The Ladies are Upstairs - Merle Collins
Description
As a child there is the shame of poverty and illegitimacy, and there are the hazards of sectarianism in an island divided between Catholic and Protestant, the rigidity of a class and racial system where, if you are black, your white employer is always right—and only the ladies live upstairs. Doux confronts all such challenges with style and hidden steel.
We leave Doux as an old lady moving between the homes of her children in Boston and New York, wondering whether they and her grandchildren really appreciate what her engagement with life has taught her.
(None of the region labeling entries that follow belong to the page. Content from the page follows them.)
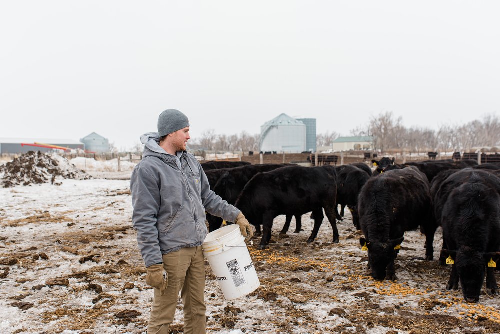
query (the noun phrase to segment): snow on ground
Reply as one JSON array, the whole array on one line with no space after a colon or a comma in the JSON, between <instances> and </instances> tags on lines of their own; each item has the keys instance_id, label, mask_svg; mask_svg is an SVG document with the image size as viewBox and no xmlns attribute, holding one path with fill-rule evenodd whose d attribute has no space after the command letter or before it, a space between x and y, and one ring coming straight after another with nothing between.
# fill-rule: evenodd
<instances>
[{"instance_id":1,"label":"snow on ground","mask_svg":"<svg viewBox=\"0 0 500 334\"><path fill-rule=\"evenodd\" d=\"M0 333L145 333L152 290L131 202L127 180L0 188ZM278 217L270 248L250 248L261 286L248 296L224 300L207 264L209 333L500 332L500 298L468 304L460 291L446 291L450 268L422 260L419 232L405 235L398 280L378 282L350 216L336 244L327 222L306 244L308 216L304 231L293 233L292 223L286 236ZM172 328L182 332L180 302L178 308Z\"/></svg>"},{"instance_id":2,"label":"snow on ground","mask_svg":"<svg viewBox=\"0 0 500 334\"><path fill-rule=\"evenodd\" d=\"M78 156L70 160L74 164L82 170L87 172L118 172L118 159L112 160L98 160L92 158ZM120 160L120 169L122 172L134 170L136 162L131 162L126 160Z\"/></svg>"}]
</instances>

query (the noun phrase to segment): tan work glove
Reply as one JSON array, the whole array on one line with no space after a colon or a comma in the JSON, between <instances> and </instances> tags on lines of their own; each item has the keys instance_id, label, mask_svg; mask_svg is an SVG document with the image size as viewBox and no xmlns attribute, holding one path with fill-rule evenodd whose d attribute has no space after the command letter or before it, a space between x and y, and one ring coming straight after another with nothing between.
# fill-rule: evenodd
<instances>
[{"instance_id":1,"label":"tan work glove","mask_svg":"<svg viewBox=\"0 0 500 334\"><path fill-rule=\"evenodd\" d=\"M165 294L165 289L168 286L168 274L163 268L163 264L154 264L146 268L146 284L160 289L160 296Z\"/></svg>"},{"instance_id":2,"label":"tan work glove","mask_svg":"<svg viewBox=\"0 0 500 334\"><path fill-rule=\"evenodd\" d=\"M240 214L236 218L234 224L240 226L240 230L242 232L242 234L245 237L246 242L254 236L254 230L252 230L250 223L245 218L243 212L240 212Z\"/></svg>"}]
</instances>

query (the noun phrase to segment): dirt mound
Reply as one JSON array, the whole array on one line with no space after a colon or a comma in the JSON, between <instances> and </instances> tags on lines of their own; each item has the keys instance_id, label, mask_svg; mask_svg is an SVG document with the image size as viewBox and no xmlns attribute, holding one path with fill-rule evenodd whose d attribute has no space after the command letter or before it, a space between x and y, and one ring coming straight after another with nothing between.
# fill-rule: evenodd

In these tender and moving stories, Merle Collins demands that we do not forget such lives. If ghosts appear in several of the later stories, they are surely there to warn that amnesia about the past can leave disturbed and restless spirits behind.
In addition to the Doux stories, this collection restores to print an earlier ‘Paz’ story, “Rain Darling”, and their juxtaposition contrasts two very different responses to the hazards of life.
About the Author
Merle Collins was born in Aruba to Grenadian parents who returned to Grenada soon after her birth. During the period of the Grenada Revolution, she served as a coordinator for research on Latin America and the Caribbean for the Government of Grenada. She left Grenada in 1983. The author of three novels, a collection of short stories and three collections of poetry, she has recently retired from teaching Caribbean Literature at the University of Maryland.